Here in Australia, we find ourselves going on and off lockdown as COVID-19 cases rise and fall. The good news is that we have not yet been faced with the prospect of a sizeable, long lasting lockdown, as cases do tend to decrease after the lockdowns – especially when combined with vaccinations.
What we know from the first lockdown in March of last year, however, is that every time there is a lockdown there is an economic consequence. So one of the questions on many people’s minds is the following:
How do these lockdowns affect the job market? We can actually answer this using the Rover data system. We can look at how job openings seem to rise and fall after these intermittent lockdowns. What we see is the following chart, where each dotted line represents a lockdown, and each solid line represents the lockdown being over.

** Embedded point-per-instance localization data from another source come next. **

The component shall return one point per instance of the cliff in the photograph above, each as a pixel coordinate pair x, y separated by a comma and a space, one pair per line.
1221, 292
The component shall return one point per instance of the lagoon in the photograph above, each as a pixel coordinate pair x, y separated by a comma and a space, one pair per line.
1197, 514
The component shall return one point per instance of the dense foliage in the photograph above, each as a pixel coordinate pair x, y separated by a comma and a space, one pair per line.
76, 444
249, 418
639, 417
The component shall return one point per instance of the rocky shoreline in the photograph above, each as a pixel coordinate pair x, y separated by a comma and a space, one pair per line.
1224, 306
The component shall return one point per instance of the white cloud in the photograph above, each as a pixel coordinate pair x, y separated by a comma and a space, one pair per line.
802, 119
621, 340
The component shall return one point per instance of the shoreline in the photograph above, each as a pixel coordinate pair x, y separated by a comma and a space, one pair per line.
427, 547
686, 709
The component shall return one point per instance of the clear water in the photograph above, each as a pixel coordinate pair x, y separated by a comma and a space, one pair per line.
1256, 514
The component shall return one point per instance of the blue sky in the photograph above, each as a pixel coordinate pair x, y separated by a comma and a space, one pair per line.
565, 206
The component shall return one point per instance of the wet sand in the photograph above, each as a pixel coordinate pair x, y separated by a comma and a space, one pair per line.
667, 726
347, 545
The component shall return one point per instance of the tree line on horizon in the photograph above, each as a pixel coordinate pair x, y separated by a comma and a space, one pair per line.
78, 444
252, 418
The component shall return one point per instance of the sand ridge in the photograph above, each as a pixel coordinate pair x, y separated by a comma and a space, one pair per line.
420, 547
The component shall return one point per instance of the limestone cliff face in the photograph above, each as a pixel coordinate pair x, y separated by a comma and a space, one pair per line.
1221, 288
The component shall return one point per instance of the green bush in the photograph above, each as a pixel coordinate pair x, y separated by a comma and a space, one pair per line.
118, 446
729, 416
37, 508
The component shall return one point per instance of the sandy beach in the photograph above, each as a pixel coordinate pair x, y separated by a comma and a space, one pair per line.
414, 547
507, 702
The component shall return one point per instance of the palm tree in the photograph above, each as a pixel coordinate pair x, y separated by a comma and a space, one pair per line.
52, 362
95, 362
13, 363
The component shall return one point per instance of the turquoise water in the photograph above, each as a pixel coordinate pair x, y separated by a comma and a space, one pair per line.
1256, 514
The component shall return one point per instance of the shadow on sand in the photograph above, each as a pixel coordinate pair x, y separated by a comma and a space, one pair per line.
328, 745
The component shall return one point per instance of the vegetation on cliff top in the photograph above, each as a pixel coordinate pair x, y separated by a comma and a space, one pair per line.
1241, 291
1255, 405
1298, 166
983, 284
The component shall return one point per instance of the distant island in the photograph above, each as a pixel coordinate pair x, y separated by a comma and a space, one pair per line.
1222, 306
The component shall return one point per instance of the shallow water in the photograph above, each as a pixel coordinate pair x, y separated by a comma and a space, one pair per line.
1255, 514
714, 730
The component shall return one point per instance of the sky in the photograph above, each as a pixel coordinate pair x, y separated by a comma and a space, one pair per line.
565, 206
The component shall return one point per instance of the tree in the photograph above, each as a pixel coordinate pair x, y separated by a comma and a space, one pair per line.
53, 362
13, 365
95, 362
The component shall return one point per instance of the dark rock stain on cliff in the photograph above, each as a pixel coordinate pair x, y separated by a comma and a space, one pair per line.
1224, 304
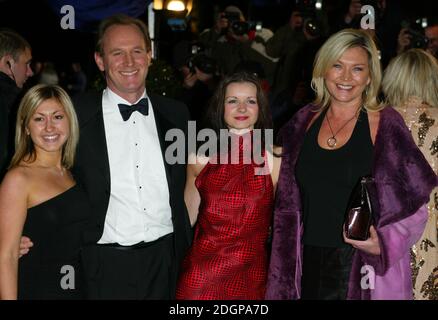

As you can see, during lockdowns there is a change in the way the number of jobs that are posted and filled. We can also see a small change in the types of jobs:
Here, the change is a bit more noticeable, which makes sense since some industries are going to take lockdowns harder than others, though all positions seem to stagnate slightly after a lockdown occurs.
What you may also notice, however, is that as lockdowns end, the positions open right back up again – sometimes in very high amounts. Look at some of the steep lines in the jobs posted data of the chart above. What we can see from this is that, while it is true that the lockdowns do tend to cause a lull in the number of jobs posted, it doesn’t seem to be long lasting or have any long term effects, at least in terms of the willingness of employers to hire new staff.